If thou fulfillest the law which God has given thee, the law of love and liberty, then thou makest music before God, and thy life is a hymn of praise to God.
If thou art in love and charity with thy neighbours, thou art making sweeter harmony in the ears of the Lord Jesus Christ, than psaltery, dulcimer, and all kinds of music.
If thou art living a righteous and a useful life, doing thy duty orderly and cheerfully where God has put thee, then thou art making sweeter melody in the ears of the Lord Jesus Christ, than if thou hadst the throat of a nightingale; for then thou in thy humble place art humbly copying the everlasting harmony and melody which is in heaven; the everlasting harmony and melody by which God made the world and all that therein is, and behold it was very good, in the day when the morning stars sang together, and all the sons of God shouted for joy over the new-created earth, which God had made to be a pattern of his own perfection.
For this is that mystery of which I spoke just now, when I said that music was as it were the voice of God himself. Yes, I say it with all reverence: but I do say it. There is music in God. Not the music of voice or sound; a music which no ears can hear, but only the spirit of a man, when awakened by the Holy Spirit, and taught to know God, Father, Son, and Holy Spirit.

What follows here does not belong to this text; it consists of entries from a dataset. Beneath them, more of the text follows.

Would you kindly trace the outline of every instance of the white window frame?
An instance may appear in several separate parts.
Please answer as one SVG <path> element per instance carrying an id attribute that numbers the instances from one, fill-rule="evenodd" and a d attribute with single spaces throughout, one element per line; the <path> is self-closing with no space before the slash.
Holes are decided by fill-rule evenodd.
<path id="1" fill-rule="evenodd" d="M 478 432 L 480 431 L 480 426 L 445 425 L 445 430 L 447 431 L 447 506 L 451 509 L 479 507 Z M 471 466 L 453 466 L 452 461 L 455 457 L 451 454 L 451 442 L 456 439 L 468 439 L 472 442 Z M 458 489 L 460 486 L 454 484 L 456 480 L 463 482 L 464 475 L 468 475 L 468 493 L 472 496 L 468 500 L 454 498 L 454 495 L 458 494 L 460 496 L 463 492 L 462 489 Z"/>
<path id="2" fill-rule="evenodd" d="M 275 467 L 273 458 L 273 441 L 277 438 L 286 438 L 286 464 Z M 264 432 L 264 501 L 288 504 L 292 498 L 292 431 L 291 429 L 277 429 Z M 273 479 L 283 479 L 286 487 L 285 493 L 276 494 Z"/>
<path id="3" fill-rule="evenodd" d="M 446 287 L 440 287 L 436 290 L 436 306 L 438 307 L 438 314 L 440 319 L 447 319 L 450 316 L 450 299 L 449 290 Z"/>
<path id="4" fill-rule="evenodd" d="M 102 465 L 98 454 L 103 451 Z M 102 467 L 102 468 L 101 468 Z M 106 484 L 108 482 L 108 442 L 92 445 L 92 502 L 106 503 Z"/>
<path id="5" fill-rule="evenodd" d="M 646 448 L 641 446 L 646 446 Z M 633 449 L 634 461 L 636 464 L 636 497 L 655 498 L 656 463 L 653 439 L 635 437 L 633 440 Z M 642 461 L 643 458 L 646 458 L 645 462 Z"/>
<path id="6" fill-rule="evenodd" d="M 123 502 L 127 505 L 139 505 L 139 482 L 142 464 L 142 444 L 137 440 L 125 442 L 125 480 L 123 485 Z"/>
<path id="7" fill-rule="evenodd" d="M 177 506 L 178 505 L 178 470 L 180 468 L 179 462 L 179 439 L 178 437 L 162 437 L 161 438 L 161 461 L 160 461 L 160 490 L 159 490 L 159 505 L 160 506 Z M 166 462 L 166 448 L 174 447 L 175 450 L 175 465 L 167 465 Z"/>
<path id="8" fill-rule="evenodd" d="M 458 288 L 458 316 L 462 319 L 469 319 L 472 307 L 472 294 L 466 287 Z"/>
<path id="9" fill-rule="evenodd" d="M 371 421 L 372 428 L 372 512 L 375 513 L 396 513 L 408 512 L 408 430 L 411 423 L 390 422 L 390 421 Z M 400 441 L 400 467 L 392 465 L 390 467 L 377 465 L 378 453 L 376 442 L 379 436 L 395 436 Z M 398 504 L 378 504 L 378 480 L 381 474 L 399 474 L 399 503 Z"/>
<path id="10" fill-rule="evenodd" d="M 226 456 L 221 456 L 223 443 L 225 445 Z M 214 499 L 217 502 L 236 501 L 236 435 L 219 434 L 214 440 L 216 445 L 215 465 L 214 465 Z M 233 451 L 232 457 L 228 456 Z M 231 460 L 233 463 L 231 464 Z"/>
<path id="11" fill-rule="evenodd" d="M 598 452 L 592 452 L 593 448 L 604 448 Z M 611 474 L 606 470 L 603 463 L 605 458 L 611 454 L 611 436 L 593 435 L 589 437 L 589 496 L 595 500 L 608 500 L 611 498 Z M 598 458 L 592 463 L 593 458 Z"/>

There is one everlasting melody in heaven, which Christ, the Word of God, makes for ever, when he does all things perfectly and wisely, and righteously and gloriously, full of grace and truth: and from that all melody comes, and is a dim pattern thereof here; and is beautiful only because it is a dim pattern thereof.
And there is an everlasting harmony in God; which is the harmony between the Father and the Son; who though he be co-equal and co-eternal with his Father, does nothing of himself, but only what he seeth his Father do; saying for ever, ‘Not my will, but thine be done,’ and hears his Father answer for ever, ‘Thou art my Son, this day have I begotten thee.’
Therefore, all melody and all harmony upon earth, whether in the song of birds, the whisper of the wind, the concourse of voices, or the sounds of those cunning instruments which man has learnt to create, because he is made in the image of Christ, the Word of God, who creates all things; all music upon earth, I say, is beautiful in as far as it is a pattern and type of the everlasting music which is in heaven; which was before all worlds, and shall be after them; for by its rules all worlds were made, and will be made for ever, even the everlasting melody of the wise and loving will of God, and the everlasting harmony of the Father toward the Son, and of the Son toward the Father, in one Holy Spirit who proceeds from them both, to give melody and harmony, order and beauty, life and light, to all which God has made.
Therefore music is a sacred, a divine, a Godlike thing, and was given to man by Christ to lift our hearts up to God, and make us feel something of the glory and beauty of God and of all which God has made.
Therefore, too, music is most fit for Christmas day, of all days in the year. Christmas has always been a day of songs, of carols and of hymns; and so let it be for ever. If we had no music all the rest of the year in church or out of church, let us have it at least on Christmas day.
For on Christmas day most of all days (if I may talk of eternal things according to the laws of time) was manifested on earth the everlasting music which is in heaven.